The Forward has a piece on the Goldstone report that uses as its headline a rather remarkable quote from Judge Goldstone himself: “If This Was a Court Of Law, There Would Have Been Nothing Proven.” That’s quite an important thought to throw into the mix, willy-nilly. Perhaps it would have been more usefully expressed, say, as the subtitle to his report?
The Judge adds:
“Ours wasn’t an investigation, it was a fact-finding mission,” he said, sitting in his Midtown Manhattan office at Fordham University Law School, where he is currently visiting faculty. “We made that clear.” . . .

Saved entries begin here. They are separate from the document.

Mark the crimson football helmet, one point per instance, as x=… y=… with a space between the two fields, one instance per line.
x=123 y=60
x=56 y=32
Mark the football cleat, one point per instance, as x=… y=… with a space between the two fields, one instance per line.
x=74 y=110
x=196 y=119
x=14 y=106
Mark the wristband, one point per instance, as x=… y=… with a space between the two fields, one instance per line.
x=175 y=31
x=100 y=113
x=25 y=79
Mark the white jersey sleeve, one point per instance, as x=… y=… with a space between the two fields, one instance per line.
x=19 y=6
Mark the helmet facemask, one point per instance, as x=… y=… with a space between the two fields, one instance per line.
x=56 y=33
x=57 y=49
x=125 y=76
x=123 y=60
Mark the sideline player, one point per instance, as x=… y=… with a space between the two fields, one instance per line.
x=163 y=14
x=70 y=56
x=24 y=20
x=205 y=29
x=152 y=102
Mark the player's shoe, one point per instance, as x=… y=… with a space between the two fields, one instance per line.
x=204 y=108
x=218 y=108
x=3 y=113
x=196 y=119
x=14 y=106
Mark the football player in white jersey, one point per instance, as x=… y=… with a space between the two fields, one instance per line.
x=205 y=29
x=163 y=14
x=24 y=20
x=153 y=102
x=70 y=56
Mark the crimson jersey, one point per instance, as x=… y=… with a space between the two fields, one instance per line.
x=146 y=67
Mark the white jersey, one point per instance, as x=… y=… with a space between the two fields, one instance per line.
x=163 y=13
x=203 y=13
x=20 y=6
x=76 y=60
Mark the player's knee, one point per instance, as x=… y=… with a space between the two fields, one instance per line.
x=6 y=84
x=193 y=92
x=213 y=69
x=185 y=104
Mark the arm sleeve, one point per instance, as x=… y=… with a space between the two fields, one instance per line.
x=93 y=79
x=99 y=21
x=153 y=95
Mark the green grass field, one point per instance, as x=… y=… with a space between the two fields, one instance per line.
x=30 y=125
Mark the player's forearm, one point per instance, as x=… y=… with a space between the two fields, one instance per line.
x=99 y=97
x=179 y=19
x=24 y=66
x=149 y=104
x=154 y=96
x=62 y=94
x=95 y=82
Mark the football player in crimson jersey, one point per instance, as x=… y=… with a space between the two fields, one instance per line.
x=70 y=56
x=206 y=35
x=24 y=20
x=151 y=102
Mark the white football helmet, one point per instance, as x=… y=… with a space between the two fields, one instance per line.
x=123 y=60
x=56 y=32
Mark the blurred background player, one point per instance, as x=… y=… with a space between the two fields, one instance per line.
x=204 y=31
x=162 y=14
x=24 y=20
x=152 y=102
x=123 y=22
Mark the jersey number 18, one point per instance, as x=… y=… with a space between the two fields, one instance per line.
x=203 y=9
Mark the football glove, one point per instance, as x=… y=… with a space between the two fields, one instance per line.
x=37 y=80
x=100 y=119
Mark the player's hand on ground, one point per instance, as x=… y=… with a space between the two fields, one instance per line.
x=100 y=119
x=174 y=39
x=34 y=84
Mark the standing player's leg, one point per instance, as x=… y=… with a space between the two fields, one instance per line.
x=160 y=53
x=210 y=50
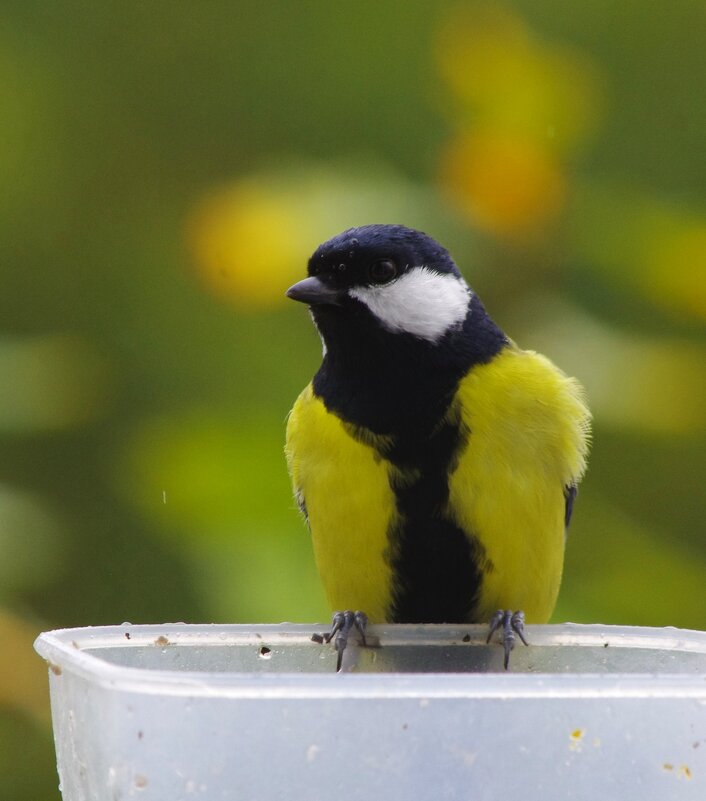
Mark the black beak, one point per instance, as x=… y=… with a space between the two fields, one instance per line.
x=314 y=291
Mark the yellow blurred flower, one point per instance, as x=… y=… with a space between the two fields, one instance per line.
x=507 y=185
x=503 y=78
x=249 y=243
x=521 y=106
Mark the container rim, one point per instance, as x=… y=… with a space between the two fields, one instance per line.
x=65 y=650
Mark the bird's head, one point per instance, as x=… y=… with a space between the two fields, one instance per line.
x=388 y=277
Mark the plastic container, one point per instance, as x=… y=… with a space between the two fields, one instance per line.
x=180 y=712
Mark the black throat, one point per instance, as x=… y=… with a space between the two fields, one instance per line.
x=392 y=383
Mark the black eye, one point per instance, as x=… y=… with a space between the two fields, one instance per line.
x=383 y=271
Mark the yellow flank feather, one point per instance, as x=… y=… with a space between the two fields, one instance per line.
x=350 y=505
x=528 y=439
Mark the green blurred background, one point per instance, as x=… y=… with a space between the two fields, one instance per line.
x=166 y=169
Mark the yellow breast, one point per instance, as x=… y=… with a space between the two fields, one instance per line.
x=349 y=505
x=528 y=439
x=528 y=436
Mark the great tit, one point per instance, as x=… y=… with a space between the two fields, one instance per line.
x=435 y=462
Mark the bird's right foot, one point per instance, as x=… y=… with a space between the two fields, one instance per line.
x=512 y=623
x=341 y=626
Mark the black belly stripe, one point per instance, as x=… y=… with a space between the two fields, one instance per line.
x=437 y=567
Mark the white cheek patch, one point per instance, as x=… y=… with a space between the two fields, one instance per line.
x=421 y=302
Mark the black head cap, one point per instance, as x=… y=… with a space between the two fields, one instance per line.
x=348 y=257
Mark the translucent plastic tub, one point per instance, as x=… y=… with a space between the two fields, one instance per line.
x=212 y=712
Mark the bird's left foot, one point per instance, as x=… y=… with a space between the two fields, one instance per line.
x=341 y=626
x=512 y=623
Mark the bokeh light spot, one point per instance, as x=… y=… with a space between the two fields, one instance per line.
x=503 y=184
x=248 y=244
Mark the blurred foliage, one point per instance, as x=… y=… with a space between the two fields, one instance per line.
x=168 y=167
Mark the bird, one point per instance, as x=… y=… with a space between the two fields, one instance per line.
x=435 y=462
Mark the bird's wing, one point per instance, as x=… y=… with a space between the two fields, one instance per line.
x=527 y=439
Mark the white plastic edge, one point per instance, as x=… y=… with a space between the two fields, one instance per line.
x=63 y=650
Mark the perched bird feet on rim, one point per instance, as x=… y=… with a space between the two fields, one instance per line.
x=341 y=626
x=512 y=623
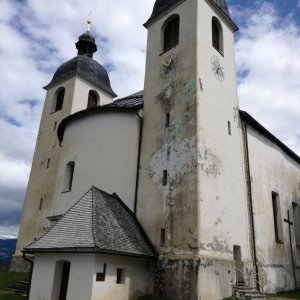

“If I was advising Israel, I would say have open investigations,” he told the Forward. “In that way, you can put an end to this. It’s in the interest of all the people of Israel that if any of our allegations are established and if they’re criminal, there should be prosecutions. And if they’re false, that should be established. And I wouldn’t consider it in any way embarrassing if many of the allegations turn out to be disproved.” [emphasis added]
So let’s get this straight: Judge Goldstone led a “fact-finding mission” to Gaza and then produced a 575-page report that contains “nothing” that could be “proven in a court of law.” It may not contain facts, in other words. Despite his lack of confidence in his own claims, he insists that “the burden is now on Israel to counter these findings through its own probe” — “these findings” being his charge that the IDF intentionally killed civilians and committed sundry war crimes.
It is good to see that Judge Goldstone is living up to the highest standards of the UN Human Rights Council, which appointed him. We have now emerged on the other side of the rabbit hole.